Thursday, August 23, 2007

Flannery O’Connor: A Life, by Jean Cash

Jean Cash's biography Flannery O'Connor: A Life is a disappointing hagiographic litany of facts and quotations. Cash does not know how to edit and consolidate information. Every fact and every statement she got from interviewees seem to appear in the book, even when they are redundant and repetitious. Thus we learn a great deal about O'Connor's love of chickens and other birds, her iconoclastic ways as a child, her unsociability. Cash includes contrasting opinions and accounts of O'Connor alongside one another without attempting to sort them out or resolve the conflict.

Cash goes to some pains to show that Flannery O'Connor was not a lesbian, that she was (or was not—there is some vacillation) a racist (Cash concludes that O'Connor has progressive racial views for a person living in Milledgeville in the 1950s and 60s, but she kept most of those views to herself to avoid offending the people she lived with). Cash believes O'Connor loved to goad some of her more liberal friends by pretending to be more racist that she really was. Cash argues that O'Connor was a brilliant intellectual in the hinterlands of middle Georgia, crippled by disease and place and circumstance.

The book is useful for the basic outline it provides of O'Connor's life. It is also useful for the many quotations from O'Connor's essays and letters it provides—drawing these together in one place it effectively builds the case for her intellect. They do allow us to develop a sense of a person and writer. But most of this work we have to carry out on our own—Cash the biographer doesn't carry it out for us.

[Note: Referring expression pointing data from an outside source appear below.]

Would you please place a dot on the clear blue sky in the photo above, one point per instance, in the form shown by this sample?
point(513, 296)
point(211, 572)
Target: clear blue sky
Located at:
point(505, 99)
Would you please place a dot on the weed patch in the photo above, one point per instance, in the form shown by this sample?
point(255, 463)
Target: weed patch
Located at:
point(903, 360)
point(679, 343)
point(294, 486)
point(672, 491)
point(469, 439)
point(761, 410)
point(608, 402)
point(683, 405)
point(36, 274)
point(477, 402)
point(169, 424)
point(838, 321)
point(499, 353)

The book is a disappointment for its failure to connect O'Connor's life with the fiction she created. We hear a lot about where O'Connor was when she was working on Wise Blood, and we hear a little about her writing of the stories that found their way into A Good Man is Hard to Find, her first story collection. There are some efforts to connect events and people in O'Connor's life—especially her mother Regina—with events and characters in the fiction, but sometimes Cash doesn't go far enough with these connections, and sometimes she goes too far. In general, she seems to regard the fiction as incidental to her claim that O'Connor was a great genius and intellect

This is an account of a writer's life. It is not a literary biography. It doesn't describe and explain the writer. It merely tells what she was doing on a particular day in a particular year. We don't learn much about how she wrote, why she wrote, what she was thinking as she conceived of a particular character or a particular plot. Maybe there isn't enough documentary evidence to provide such information. But some discussion of the novels and the short fiction would have provided the literary context that would make clear why this woman merits a biography. We receive discussions of what people thought of O'Connor when they met her at a particular meeting or reading. Chapters are devoted to O'Connor's book reviews in The Georgia Bulletin, a Catholic newspaper, and to readings and to friends, but no chapters discuss her writing of Wise Blood or the short stories or The Violent Bear it Away. No chapters offer analyses of these works.

The book is poorly written, with prose you would find in a small-town newspaper. There is too much repetition. This overly short biography or a woman whose complicated life was itself too short is too long and prosaic. It raises more questions than it answers. It portrays O'Connor and her work pretty much as O'Connor would have wanted, not from the imaginative, objective, analytical standpoint that a genuine biography should take, not from a standpoint that would expand and deepen the way we regard this writer. O'Connor deserves better.